I started pissing around on Ableton when I was 13 or 14. I’m not too sure how to describe it. It was heavily sample-based, I sampled a lot of Scandinavian jazz, Japanese film/ folk music, electronica and video game soundtracks. I’d flit between grooves, tempos and moods quite a lot and always tried to incorporate some improvised element so as you can imagine it sounded pretty west.
When did you adopt the name Lazy H and where did the name come from?
When I first moved to London I used to DJ a lot to make some extra cash. I somehow wound up DJing at a series of SBTV events. I don’t know anything about grime or hip hop so I’d do the warm-up slots playing jazz, afrobeat and disco and then awkwardly hang about afterwards. The guys that ran these events just started calling me Lazy H and it stuck. I don’t think I’m lazy so hope it was just some affectionate slang for the resident jazz nerd.
Tell us about the albums sound and how it compares to Bubblegum?

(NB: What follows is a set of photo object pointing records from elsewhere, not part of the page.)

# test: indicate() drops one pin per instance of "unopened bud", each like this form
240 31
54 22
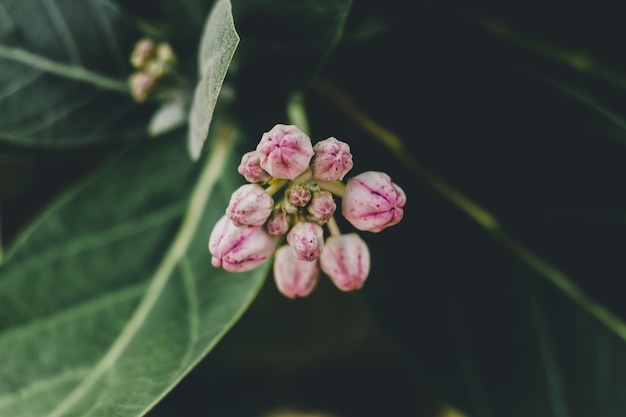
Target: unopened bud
143 52
372 202
346 261
322 206
289 207
278 223
249 205
307 240
165 54
294 277
285 151
299 195
141 85
332 160
250 168
239 249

I think it’s pretty different. Bubblegum is a dance record. My new album, however, is pretty mad. Sonically it gets almost experimental with misbehaving electronics. There are different grooves and tempos in every track while structurally it’s more like a pop record with clear sections, quick track development and clear lead or melodic elements at all points. So anyway it’s a pretty big stretch from Bubblegum. Saying that I do like to think there are some common threads, particularly in the production, feel and sound. I like to go for a very electronic sound that’s hi-fi, crisp and clear, but with a lot of grittier and more natural elements. Things like staying away from quantization, using lots of samples of acoustic instruments and again always incorporating some form of improvisation and keeping things which I didn’t originally intend in order to bring some life to all of the electronics.
Is there any theme or inspiration behind Where’s Bill? What’s the story behind the album’s title?

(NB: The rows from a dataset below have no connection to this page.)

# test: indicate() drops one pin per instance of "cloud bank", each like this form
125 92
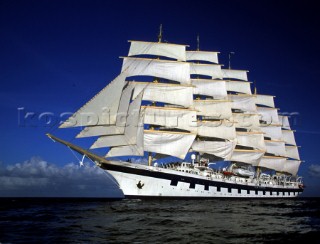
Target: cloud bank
38 178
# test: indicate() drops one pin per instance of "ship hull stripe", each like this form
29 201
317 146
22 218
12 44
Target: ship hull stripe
193 181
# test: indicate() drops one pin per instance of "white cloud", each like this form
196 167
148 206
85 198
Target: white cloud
36 177
314 170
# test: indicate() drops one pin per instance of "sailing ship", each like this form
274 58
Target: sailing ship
185 113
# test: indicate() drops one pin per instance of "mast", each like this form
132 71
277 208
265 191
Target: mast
198 43
160 34
230 59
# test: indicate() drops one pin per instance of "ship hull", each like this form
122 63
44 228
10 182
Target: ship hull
140 181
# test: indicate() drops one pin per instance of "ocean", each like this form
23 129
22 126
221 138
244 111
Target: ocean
66 220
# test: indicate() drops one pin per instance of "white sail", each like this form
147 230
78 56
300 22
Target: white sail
169 143
239 86
214 88
265 100
212 70
202 56
251 139
217 109
120 121
252 157
184 119
171 70
134 149
270 162
275 147
222 149
159 49
269 115
273 132
101 109
284 121
291 166
166 93
219 129
247 121
288 137
130 135
235 74
292 152
101 130
243 102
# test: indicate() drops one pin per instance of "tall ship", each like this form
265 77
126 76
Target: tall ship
183 114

I think basically ‘Where’s Bill?’ is me trying to work out who I am musically. The whole record is exploring my musical influences, trying to combine elements I love without any end goal while trying to be confident that a consistent sound that represents me comes from it. I also did this for the artwork and ended up choosing an image of one of my greatest influences (Bill Evans) and then covering him with some abstract splodges of paint so only his outline remained. I guess this and the title is kind of a comment on how we’re all just a big splodge of paint which vaguely represents our influences. Makes a lot of sense right?
Tell us about your growth as an artist since gaining the support of the Future Bubblers programme?
I feel like I’ve grown loads. It’s the first time in my life I’ve been in a musical community and not felt like an outsider or that it was all some big musical competition. This has really helped my confidence in that I now feel like I can be completely myself, I can create music which doesn’t fit into any genre or scene without judgement and people might actually like it. I think it’s not just great for people like me but also generally for art and community: promoting the new, foreign and unusual and celebrating art which falls between the cracks of convention. For me, this is a really big thing in developing not just art but healthy communities which are open and accepting of variety and change.
You’ve built a new live show so what can we expect from a Lazy H show?
It’s predominantly improvised so it’s different every time. However, you can still always expect to hear big ass synth sounds, experimental electronic glitches and fat jazzy grooves which often end up going through a variety of shades and moods like some sort of cosmic journey. If that sounds like your cup of tea you can check out my Brownswood Basement session on Clash mag.
Any last words for the Twistedsoul community?
I’m really proud of my Spotify playlists. If anyone out there is into experimental electronic music, video game music, jazz and just generally SYNTHS then definitely check out my ‘Lazy H – Fresh Picks’ playlist on Spotify.